The story is not new. It has been told repeatedly about different people with the same propensity.  Some fall clearly into the hoarding category, while others are just truly disorganized and some are victims of an addiction. Others who can’t keep a car or a single room uncluttered just need to learn organizational skills.

If you can recognize some of the symptoms, you probably have a chance at turning the disorganization around. At that point it is just a bad habit. If people around you recognize the symptoms, but you don’t, a book is not going to produce an epiphany for you. Seek professional help.

Most local bookstores offer a handful of books directed at the organizationally challenged. Some assume the reader has made the decision, and is ready to impose order on their homes and lives. Others recognize that the problem has many swimmers in the very deep end of the pool.

Professionals all recommend targeting one room or area to start. Work on something that gives you a chance of success in a reasonable amount of time. Once you have realized that success, you can use it to catapult yourself through a more difficult challenge.

Create an electronic (not paper) journal of your actions and your progress. Writing it down will help by reinforcing your achievement. If you need to restart the fire of your momentum, reading your journal may be the kindling you need.
While it is good to be organized about the way you de-clutter your home, it is also important to work on positive habits. Try to purge something every day, somewhere in your home. Perhaps there is a desktop in your office that hasn’t seen the light of day in forever, or maybe a mountain range of mail has been forming on your kitchen counter. Take some before and after photos, and include them in your journal.

Paper is the stuff of which clutter mountains are made. If you haven’t read it, throw it out, donate it or burn it. Scan contracts, warranty papers, statements, etc., into your computer. Do the same with your little darling’s preschool artwork. Any owner manuals you might have are also available online. If you must have a copy, download a PDF version. It is so much easier to store documents in digital format than in paper, easier still to find them if you actually need them.
Don’t forget to celebrate your success. Live in the room you have reclaimed for your clutter-free habitation. Enjoy it, maintain it, and keep it as motivation not to backslide into the clutter mentality.

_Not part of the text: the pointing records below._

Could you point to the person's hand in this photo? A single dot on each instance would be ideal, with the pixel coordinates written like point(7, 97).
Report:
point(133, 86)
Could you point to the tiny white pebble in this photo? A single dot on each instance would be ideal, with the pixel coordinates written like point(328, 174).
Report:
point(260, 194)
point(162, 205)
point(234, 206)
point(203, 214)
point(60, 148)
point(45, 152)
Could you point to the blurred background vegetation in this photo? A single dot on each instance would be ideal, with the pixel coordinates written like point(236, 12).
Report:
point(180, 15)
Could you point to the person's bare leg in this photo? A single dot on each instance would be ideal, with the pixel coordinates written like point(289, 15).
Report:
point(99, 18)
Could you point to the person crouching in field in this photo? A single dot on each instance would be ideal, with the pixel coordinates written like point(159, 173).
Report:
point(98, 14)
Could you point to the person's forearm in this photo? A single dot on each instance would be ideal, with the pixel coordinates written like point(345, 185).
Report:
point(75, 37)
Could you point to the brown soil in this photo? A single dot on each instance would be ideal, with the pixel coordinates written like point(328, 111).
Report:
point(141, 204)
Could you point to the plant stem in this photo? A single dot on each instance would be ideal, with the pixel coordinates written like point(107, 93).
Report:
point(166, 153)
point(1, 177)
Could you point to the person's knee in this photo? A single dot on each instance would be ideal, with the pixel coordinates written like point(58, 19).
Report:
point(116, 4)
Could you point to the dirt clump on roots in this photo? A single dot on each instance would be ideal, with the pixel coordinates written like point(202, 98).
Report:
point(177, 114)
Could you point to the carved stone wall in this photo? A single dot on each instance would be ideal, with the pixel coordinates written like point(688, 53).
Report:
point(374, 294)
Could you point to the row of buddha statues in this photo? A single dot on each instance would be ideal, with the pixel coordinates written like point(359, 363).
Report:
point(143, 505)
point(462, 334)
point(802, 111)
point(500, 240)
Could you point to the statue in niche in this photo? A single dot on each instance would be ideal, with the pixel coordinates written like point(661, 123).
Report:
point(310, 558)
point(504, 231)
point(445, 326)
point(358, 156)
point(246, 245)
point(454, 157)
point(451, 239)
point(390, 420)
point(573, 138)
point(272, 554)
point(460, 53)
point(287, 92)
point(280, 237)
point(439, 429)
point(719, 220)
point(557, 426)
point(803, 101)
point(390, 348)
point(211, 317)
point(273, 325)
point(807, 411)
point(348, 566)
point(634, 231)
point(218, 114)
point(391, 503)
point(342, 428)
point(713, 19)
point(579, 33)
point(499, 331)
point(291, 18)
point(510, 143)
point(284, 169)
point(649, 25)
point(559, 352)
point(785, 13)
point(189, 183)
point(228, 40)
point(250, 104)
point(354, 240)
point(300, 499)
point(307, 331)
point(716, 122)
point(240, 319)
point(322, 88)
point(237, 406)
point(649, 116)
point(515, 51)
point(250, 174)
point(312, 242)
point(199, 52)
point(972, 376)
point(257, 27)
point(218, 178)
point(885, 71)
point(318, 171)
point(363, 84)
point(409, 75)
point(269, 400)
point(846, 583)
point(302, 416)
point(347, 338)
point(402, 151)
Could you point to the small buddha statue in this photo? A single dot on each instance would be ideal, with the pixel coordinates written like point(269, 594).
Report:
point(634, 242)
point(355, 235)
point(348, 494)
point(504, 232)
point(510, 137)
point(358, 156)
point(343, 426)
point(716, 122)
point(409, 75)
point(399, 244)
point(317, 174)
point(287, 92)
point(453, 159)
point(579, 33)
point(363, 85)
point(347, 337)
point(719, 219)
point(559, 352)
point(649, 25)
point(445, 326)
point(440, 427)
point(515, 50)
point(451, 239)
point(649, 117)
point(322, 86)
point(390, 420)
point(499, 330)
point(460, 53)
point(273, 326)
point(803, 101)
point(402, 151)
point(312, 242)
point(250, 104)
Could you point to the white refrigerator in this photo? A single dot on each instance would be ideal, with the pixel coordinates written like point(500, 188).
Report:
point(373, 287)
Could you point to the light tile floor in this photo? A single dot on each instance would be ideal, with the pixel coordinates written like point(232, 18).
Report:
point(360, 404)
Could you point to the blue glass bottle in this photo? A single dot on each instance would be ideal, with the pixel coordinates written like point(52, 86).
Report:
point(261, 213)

Avoid rental storage units. Work on your living space first. Then apply your newly learned skills to the storage unit, and sell or give away everything you can. Trash the rest. If you absolutely must bring something back to your home, make room for it first
The Institute for Challenging Disorganization offers resources to the public as well as for organizing professionals. ICD also acts as a certification body for those who make a living helping people with organization problems.

Remember that, while “there is a place for everything,” you might just have more “everythings” than places. Be prepared to deal with that reality.